Today FDA's regulatory activities range from developing new models to assess the safety of gene therapy to building a new prevention-based food safety system for a globalized economy and creating a national electronic system that will track the safety of FDA-regulated medical products once they reach the market.
However, the success of these efforts depends on an FDA that is positioned to incorporate emerging technologies into the tools and approaches it uses to monitor and evaluate the safety and efficacy of new and licensed products.
FDA's Eight Science Priority Areas for Advancing Regulatory Science
To help meet the challenges of modern product development and globalization, the Agency has developed and is implementing its Strategic Plan for Advancing Regulatory Science, the science of creating new tools, standards, and approaches to assess the safety, efficacy, quality, and performance of its regulated products.

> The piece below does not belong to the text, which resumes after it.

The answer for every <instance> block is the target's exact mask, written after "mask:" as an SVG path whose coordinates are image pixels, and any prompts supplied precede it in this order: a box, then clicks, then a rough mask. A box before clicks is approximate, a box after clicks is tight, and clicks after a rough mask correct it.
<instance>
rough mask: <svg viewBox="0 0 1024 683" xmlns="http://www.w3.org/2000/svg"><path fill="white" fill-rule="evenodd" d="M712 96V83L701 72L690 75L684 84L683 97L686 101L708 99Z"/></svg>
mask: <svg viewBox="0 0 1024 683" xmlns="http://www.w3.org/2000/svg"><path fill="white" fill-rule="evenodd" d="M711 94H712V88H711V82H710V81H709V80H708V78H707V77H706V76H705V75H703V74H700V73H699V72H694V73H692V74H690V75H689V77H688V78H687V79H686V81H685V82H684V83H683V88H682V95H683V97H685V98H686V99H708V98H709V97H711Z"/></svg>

FDA's plan highlights eight priority areas (listed below) in which our increased involvement is crucial to driving innovation, improving regulatory decision-making, and getting safe and effective products to people who need them when they need them:
- Transform Toxicology to Enhance Product Safety
- Stimulate Innovation in Clinical Trials and Personalized Medicine
- Support New Ways to Improve Product Manufacturing and Quality
- Ensure FDA Readiness to Evaluate Innovative Emerging Technologies
- Harness Data through Information Sciences to Improve Health Outcomes
- Implement a New Prevention-Based Food Safety System
- Support Medical Countermeasure Development to Protect National Health and Security
- Strengthen Social and Behavioral Science to Promote Informed Decision-Making About FDA-Regulated Products
FDA is addressing these regulatory science areas through programs within the Agency and in collaboration with our partners in government, academia, and industry to protect and promote the health of our nation and the global community.